The pilgrims had sold their cows and furniture to raise money for the trip and braved car bombs and shootouts to get here. When Habeeb Allah Jagha Kaboudi finally arrived at the gold-domed shrine of the man Shiite Muslims consider the rightful successor to the prophet Muhammad, he fell to his knees. He chanted. He prayed. He cried.
Then he went shopping.

Since war ended in May, visitors estimated to be in the hundreds of thousands have braved continuing violence to travel to a country that was virtually closed to outsiders during three decades of rule by Saddam Hussein and his Baath Party...

Before the war, Najaf and Karbala were tranquil places where women in black robes glided around among scholars engaged in decades-long study of the Koran.

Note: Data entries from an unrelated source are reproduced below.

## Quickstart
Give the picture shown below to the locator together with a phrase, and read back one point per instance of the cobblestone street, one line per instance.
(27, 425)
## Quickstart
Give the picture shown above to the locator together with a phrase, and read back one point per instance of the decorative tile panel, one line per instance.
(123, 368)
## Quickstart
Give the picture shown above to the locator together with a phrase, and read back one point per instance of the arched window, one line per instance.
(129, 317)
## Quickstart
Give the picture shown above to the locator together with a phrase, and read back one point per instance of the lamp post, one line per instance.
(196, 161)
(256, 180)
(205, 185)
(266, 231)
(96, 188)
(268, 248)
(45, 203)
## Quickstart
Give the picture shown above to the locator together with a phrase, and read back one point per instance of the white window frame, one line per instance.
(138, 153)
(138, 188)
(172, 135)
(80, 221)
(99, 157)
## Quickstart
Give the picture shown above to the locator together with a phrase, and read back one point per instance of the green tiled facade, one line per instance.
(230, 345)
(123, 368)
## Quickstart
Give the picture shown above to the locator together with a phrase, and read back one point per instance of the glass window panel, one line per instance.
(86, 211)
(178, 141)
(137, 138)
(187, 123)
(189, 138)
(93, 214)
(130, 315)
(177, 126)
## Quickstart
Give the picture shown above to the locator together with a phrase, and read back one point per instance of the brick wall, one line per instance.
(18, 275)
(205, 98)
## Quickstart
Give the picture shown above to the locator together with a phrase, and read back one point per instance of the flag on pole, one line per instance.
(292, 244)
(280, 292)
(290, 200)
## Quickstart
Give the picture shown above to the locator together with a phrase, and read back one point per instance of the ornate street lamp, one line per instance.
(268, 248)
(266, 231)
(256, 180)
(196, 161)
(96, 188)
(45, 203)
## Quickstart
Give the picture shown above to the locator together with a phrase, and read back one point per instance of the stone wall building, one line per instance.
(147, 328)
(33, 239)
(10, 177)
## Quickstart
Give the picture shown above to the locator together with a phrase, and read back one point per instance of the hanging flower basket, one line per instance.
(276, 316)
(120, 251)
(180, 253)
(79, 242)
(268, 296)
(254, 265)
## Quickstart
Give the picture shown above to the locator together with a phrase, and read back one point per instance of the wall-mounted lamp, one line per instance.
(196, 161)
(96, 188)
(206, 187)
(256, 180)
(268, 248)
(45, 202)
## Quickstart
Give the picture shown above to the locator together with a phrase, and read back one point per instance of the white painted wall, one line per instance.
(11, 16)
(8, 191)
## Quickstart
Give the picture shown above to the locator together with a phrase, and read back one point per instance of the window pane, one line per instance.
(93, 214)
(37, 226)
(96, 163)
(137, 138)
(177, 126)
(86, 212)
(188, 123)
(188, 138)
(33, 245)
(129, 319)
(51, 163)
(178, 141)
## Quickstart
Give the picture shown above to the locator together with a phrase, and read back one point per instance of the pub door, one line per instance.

Now the sister cities have the hustle and bustle of a crowded bazaar. Vendors cooking sticky sesame sweets on the streets beckon for visitors to try a taste. Long buses crammed with all manner of goods — clothes, toys, washing machines, ovens — line up neatly on the streets.

Tourism has provided a much-needed boost to Najaf's economy, and in many ways it has brought out the best in many of its residents. Some have taken to hosting visitors as they might their own families, handing out tea, dates, blankets and even shelter for free.